ザッツ・ライフ / フランク・シナトラ (That’s Life/ Frank Sinatra)

コラムでも取りあげていた、ホアキン・フェニックス主演の映画「ジョーカー」を、ようやく観ることができました。

映画「ジョーカー」

ジョーカーの生い立ち、ジョーカーとなる所以。
それらを明らかにする必要があったのか、残虐な行為を肯定したり美化するものではないかなど、この映画の論評には各々賛否があるかと思いますが、個人的には、綺麗ごとばかりではなく、人や社会のダークサイドに焦点を当てた、観る者に訴え、問いかける大真面目な映画であったと思いましたね。
同時にジョーカーの背景が明らかになったことは、僕自身は、よりバットマンシリーズの世界に深く入り込めるための良い作品だったと思います。

複雑な生い立ちは、劇中どんどん明らかになるものの、いたって普通の男としての一面も持ち合わせ、コメディアンを目指していたジョーカー。
いつも笑顔でいるようにと、母に教えられて育った幼少期。

しかし、その優しい一途な気持ちは裏切られ罵られ、虚しく脆く崩れていく。
ジョーカーが望んだもの、心を支えたものも、きっと「愛」や「理解者」。

信じていたものに裏切られたり、社会の中で差別や疎外感を感じたり、陥れられたり、助けが無かったりと、理不尽なことに直面することは、誰もが経験するはず。
もう誰も何も信じられなくなり、怒りや憤りといった感情が蓄積し、自分の何かが変わろうとする。

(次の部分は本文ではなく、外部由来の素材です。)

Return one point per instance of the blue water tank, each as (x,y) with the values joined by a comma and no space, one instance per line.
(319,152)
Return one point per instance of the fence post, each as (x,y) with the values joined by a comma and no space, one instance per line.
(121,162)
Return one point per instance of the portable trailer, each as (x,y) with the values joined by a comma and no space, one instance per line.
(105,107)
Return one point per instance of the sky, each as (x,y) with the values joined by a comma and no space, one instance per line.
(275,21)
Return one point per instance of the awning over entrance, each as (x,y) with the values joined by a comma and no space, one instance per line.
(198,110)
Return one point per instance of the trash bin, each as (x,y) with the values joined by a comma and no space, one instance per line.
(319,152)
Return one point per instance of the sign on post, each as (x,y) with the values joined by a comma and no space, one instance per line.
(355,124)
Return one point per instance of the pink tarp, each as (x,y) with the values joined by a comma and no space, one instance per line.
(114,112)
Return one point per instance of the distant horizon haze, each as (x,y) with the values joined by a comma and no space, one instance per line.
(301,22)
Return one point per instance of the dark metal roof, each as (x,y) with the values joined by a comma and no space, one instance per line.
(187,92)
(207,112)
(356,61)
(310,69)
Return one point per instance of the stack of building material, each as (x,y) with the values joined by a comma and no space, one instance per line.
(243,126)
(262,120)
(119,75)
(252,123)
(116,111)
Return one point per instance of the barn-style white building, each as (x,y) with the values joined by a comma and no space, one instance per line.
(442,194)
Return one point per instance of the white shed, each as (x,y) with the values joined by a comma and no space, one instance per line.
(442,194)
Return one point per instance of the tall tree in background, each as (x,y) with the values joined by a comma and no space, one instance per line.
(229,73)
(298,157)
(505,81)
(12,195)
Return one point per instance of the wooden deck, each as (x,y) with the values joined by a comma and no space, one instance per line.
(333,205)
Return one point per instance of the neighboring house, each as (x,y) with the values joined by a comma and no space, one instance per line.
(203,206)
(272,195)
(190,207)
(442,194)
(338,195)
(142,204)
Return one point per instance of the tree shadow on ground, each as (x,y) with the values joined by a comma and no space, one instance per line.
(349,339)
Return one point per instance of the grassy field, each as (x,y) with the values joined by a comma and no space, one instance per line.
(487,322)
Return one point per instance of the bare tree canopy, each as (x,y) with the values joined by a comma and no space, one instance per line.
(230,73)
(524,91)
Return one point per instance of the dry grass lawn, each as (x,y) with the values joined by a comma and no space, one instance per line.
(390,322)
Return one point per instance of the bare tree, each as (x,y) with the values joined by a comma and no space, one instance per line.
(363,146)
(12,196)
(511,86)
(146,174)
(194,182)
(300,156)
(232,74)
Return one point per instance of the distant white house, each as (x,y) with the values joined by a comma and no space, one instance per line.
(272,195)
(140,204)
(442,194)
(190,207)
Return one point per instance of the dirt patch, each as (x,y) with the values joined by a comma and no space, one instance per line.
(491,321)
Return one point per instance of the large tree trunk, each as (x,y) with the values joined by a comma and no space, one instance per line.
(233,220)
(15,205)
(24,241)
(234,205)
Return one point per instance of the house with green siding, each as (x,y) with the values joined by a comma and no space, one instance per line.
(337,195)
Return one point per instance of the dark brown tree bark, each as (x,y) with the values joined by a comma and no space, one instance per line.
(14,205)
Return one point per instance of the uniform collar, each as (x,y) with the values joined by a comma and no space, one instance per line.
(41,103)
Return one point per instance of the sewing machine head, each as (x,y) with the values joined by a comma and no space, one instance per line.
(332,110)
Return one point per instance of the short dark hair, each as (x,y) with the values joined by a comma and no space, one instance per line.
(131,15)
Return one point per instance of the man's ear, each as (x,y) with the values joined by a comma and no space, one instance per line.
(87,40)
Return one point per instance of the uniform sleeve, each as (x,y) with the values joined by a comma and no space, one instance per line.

正直、そんなジョーカーに、個人的には痛いくらいに共感できました。

苦しみを抱えた本人にとって、それは悲劇と言える人生。
しかし、他人が苦しむ様は、ときに周りの者には滑稽で、喜劇にすら見えるもの。
誰もが、簡単に人を傷つけてしまっていることも多いものです。
ある意味、自らも含めて、人なんて、人生なんて、そんなものなのかもしれませんね。
社会では、苦しみや悲しみ、憎しみを背負っても、僕達もジョーカーのように笑顔でマスクをしている。
何かがきっかけで、人としての理性や倫理観が壊れ、誰もがジョーカーになりうることを警告し、人が抱える悩みや、今なお差別や貧困が残る社会、愛というものについて、観るものに問いかける内容であったと僕は思いましたが、詳細は、ぜひ、それぞれが観て感じてみてくださいな。

ということで、
今回、紹介する曲は、映画「ジョーカー」で何度も流れた楽曲「ザッツ・ライフ」。

劇中にかかる「ザッツ・ライフ」は、その楽曲の軽快で優雅なノリが逆に切なく、多くの痛みや苦しみから、言わば達観していく者の恐怖すら感じさせ、ジョーカーの悲鳴や情念、覚悟というような胸のうちを、表現したかのようでした。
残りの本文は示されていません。